Wednesday, December 7, 2011

The Virgin Suicides

The Virgin Suicides by Jeffrey Eugenides

It's been only five weeks since I finished Eugenides book, Middlesex, and already I am longing for more of his work. There is something quite familiar about his books - not surprising really since they take place in my hometown, Detroit. But the style feels very comfortable, as if I had heard Eugenides reading his short stories in my high school English class and now get a chance to read the expanded version.

How does one write a book about 5 sisters who commit suicide without making it morose or ugly. If you are Eugenides, you tell it from the viewpoint of the neighborhood boys who worship those girls from afar. It is easy to picture these sweet boys, each in love with one or more of the pretty sisters who live across the street. Each boy happy to be invited to the only party those girls ever throw and devastated to see the youngest drop to her death at  age 13, impaling herself on the metal fence in the backyard.

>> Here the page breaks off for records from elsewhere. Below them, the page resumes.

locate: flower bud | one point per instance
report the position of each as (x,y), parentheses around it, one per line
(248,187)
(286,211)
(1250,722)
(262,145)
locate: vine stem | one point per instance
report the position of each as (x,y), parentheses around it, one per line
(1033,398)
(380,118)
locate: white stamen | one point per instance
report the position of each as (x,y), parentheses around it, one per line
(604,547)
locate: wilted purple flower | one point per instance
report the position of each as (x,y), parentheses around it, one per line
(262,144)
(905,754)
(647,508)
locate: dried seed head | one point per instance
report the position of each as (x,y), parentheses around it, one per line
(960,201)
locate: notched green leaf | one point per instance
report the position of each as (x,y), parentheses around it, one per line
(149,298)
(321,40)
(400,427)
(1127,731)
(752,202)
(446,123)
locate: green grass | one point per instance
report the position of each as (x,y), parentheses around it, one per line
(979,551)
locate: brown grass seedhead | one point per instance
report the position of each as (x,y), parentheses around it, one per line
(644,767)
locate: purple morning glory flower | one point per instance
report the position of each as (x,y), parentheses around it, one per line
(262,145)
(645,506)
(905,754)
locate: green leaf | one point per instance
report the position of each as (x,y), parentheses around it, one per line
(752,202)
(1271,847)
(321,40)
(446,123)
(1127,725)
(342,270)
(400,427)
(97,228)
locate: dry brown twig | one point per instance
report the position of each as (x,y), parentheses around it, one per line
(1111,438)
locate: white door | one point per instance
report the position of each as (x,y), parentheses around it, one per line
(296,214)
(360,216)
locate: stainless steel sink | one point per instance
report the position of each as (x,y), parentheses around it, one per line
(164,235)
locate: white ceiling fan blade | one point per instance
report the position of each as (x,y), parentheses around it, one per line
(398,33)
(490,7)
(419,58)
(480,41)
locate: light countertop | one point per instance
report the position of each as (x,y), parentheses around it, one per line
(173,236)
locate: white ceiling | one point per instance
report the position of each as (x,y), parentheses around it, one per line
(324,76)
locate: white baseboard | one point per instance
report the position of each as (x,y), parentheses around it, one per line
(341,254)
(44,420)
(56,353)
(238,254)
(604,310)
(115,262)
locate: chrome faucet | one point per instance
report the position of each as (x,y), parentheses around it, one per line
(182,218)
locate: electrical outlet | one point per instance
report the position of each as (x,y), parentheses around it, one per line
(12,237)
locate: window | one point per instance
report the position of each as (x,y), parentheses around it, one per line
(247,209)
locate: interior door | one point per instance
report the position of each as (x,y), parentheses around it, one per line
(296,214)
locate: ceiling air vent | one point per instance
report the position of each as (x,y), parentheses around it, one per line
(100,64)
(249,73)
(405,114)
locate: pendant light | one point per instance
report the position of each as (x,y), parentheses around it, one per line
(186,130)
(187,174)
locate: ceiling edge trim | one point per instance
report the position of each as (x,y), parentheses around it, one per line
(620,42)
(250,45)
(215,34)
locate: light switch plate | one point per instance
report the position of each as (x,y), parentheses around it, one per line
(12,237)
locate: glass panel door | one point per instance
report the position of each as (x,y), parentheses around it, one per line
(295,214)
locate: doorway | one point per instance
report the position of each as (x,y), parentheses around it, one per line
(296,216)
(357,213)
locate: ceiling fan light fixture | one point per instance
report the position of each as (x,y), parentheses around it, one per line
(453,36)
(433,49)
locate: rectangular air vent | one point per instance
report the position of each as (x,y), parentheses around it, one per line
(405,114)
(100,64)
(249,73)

With one dead, those boys still have four girls to admire and to worry about. And worry they do. The girls are not let out of the house except to go to school. The boys wonder: How are they holding up after the suicide? Are they happy? How do they entertain themselves at home day after day?

When the school's heart-throb appeals to the parents to let the sisters go to the prom, their mother makes them shapeless, high-necked dresses. The sweet boys note that the girls look great anyway and appear to have a good time. But the outing is spoiled. The youngest sister gets drunk, comes home two hours after curfew resulting in the parents pulling them out of school, leaving the sweet boys to while away the hours over games of pool and baseball thinking about how to get the sisters from their captivity. We share the boys' curiosity as they look at the girls with noses pressed to the glass, or fondle a treasured object (a diary, a bra, high-top sneakers) retrieved from the family's trash and, years later, mull over interviews with parents and neighbors.

The boys never determine exactly why the girls commit suicide, but with the trail of breadcrumbs Eugenides leaves us, we can make a very good guess. Eugenides succeeds wonderfully in bringing alive a book on death. It's a sweet, dark book that is not easily forgotten.